A total of 32 recently recruited Agriculture, Food Security and Cooperatives ministry employees in Rorya District are said to be leading difficult lives, including going without food and various other basic needs.
They blame their plight on non-payment of their salaries for three consecutive months, a claim local authorities dismiss as misleading.
Those affected are extension staff who reported for duty in January after completing studies at a number of agricultural and livestock training institutes under the ministry. They say they have not paid salaries even for a single month, but the district council has a completely different story.
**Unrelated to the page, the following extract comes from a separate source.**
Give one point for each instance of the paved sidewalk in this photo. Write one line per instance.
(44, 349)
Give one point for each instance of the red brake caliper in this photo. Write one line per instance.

This paper has it on good authority that the said employees collected their employment and working station letters from the ministry’s permanent secretary sometime in January this year. They reported for work soon after as directed but so far all they have been paid in 245,000/- each in so-called self-supporting allowance.
Rorya District Council acting director Charles Chacha first confirmed the reports, saying they were doing the most they could to solve the problem.
“We were told the money we were paid was meant to support us during our first days in the area, given that most of us are from regions far from Rorya District,” one of those affected said in a telephone interview on condition of anonymity.
“The amount was far from enough, considering the high cost of living including house rent, purchase of essential items such as utensils, beds, mattresses and food,” the employee pointed out, adding: “We contacted an officer in-charge at the (Rorya District) council, who promised to work on the matter, but to no avail until now.”
A second employee explained that they were paid “some form of allowance” amounting to 90,000/- each during an orientation seminar conducted for them by the council in February “and that was it”.
“There have been no further payments from the council since that time, despite earlier promises by the council director to pay us our salaries and other dues,” she said, also without wanting to give her name.
She said the most the district council director and their head of department were telling them is that the Agriculture ministry has yet to set aside and disburse funds for their salaries.
“That has really disappointed and demoralised us as it contradicts earlier reports that delays in our payments were due to technical hitches in the payroll systems,” she noted, adding that they were being unfairly treated when they were yet to establish themselves as “new employees in a tough working environment”.
“We are in a dilemma in that all our colleagues (former college mates) posted to other district council keep telling us that they have had no problems receiving their salaries,” she said.
But acting director Chacha said in later comments that he knew of only four newly recruited employees “who have not received their salaries following disruptions in the payroll system”.
“Technical problems were experienced during the process of sorting out the names of new employees… Some names went missing, but efforts are being made to rectify the situation,” he noted, adding: “It is our hope that beginning this month all these four will be receiving their salaries on schedule.”
Elaborating, Chacha admitted that the names of some employees do not as yet appear on the payroll “and we have had to pay them their salaries outside through an alternative arrangement – so it is not true that any of them has not been paid”.